After Jerry helped me get into a hypnotic state, he took me on a journey, to help me get in touch with my inner mate who would guide me in discovering and then finding the man who would be right for me. We went on a literal journey into an urban New York neighborhood similar to my early 20's home in the east village and found my inner mate with whom I had a conversation that was facilitated by Jerry. I remember the wonderful warm feeling of being deeply loved. When I emerged from my hypnotic state, I was relaxed and had a good feeling of well-being. The results of the session were clear: I was more honest and clear about who I was and what I wanted I was no longer interested in trying to impress a man, just ready to be me. I also became clear as a result of the session that I really wanted a committed relationship. I could stop sabotaging myself. However, I wasn't a believer that something different or wonderful had happened. Only later, when I fell in love did I realize that it had worked a miracle in my life.

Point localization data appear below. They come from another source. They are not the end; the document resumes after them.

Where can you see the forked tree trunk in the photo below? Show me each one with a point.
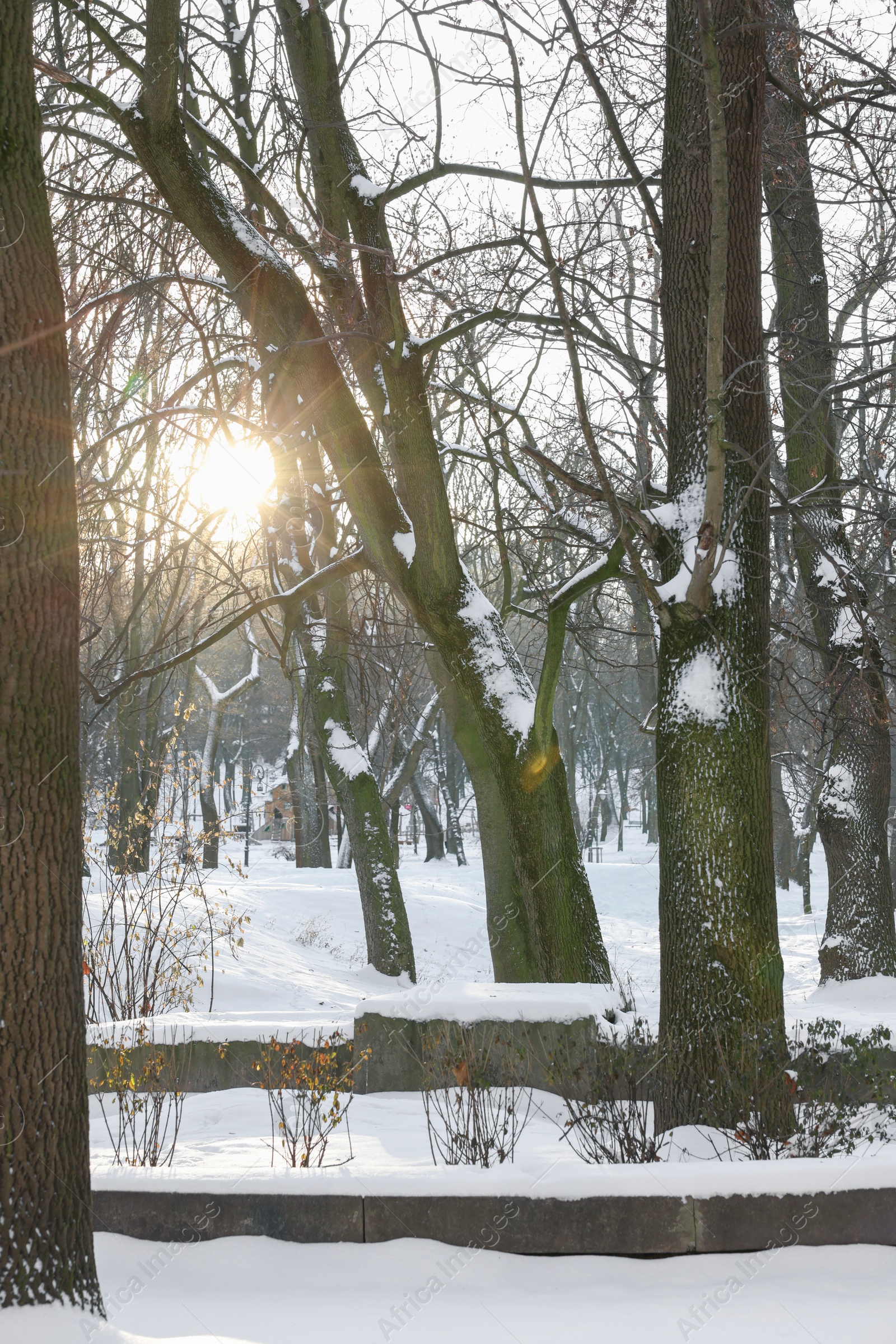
(46, 1238)
(860, 934)
(507, 917)
(423, 564)
(720, 971)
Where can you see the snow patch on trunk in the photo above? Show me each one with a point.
(839, 792)
(406, 545)
(506, 686)
(683, 518)
(702, 691)
(346, 752)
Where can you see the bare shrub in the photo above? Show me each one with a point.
(608, 1094)
(144, 1112)
(840, 1087)
(479, 1121)
(151, 938)
(309, 1092)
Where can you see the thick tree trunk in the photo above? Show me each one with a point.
(453, 834)
(46, 1238)
(218, 703)
(860, 934)
(507, 917)
(304, 836)
(722, 971)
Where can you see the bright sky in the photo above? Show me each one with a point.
(233, 476)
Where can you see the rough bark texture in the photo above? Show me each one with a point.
(860, 934)
(722, 969)
(508, 922)
(785, 838)
(432, 828)
(46, 1252)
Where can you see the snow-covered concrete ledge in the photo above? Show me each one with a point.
(531, 1023)
(614, 1222)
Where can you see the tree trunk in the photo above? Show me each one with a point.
(46, 1238)
(321, 802)
(507, 917)
(860, 934)
(453, 835)
(720, 962)
(425, 565)
(785, 839)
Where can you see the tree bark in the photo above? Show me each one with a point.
(860, 933)
(507, 917)
(432, 830)
(46, 1238)
(722, 969)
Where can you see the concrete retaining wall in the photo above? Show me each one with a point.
(609, 1225)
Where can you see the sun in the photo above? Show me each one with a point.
(233, 476)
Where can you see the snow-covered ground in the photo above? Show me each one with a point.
(302, 969)
(304, 956)
(254, 1291)
(225, 1146)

I am the head of an English department at a public high school. I had a crush on the principal for the year and a half he had been principle of our school. Although we had always had good rapport, immediately after my session with Jerry, our relationship took a turn for the romantic. While I had always gotten involved with men that weren't quite right for me. Ron seemed to be
perfect for me because we had so very much in common and because we enjoyed each other's company so much.
I went out with Ron on our first date on January 13, 1998, one week after my session with Jerry, and that date never ended. We've been together for exactly one year and two weeks now and have never spent one night of that time apart. I unofficially moved in on April of 1998 when I sublet my apartment to Ron's daughter and I officially moved in on November 1, 1998 when I gave up my apartment altogether. I love my relationship with Ron because it's based on love and mutual respect. We spend everyday together, yet we don't crowd or suffocate each other. We have a very nice life together and I have the relationship I have always fantasized about. We've now been happy together for over a year.
I don't really understand the role that hypnotherapy played. But I had the same problem finding a good relationship since I started dating when I was thirteen. Shortly after my session with Jerry, I not only found what I consider to be the right person but am able to maintain a very satisfying relationship with him. I know my life was transformed and I do believe - because I had tried everything I could think of to change my life prior to this experience - it was the hypnotherapy that transformed me, allowing me to find and maintain the relationship that is truly right for me.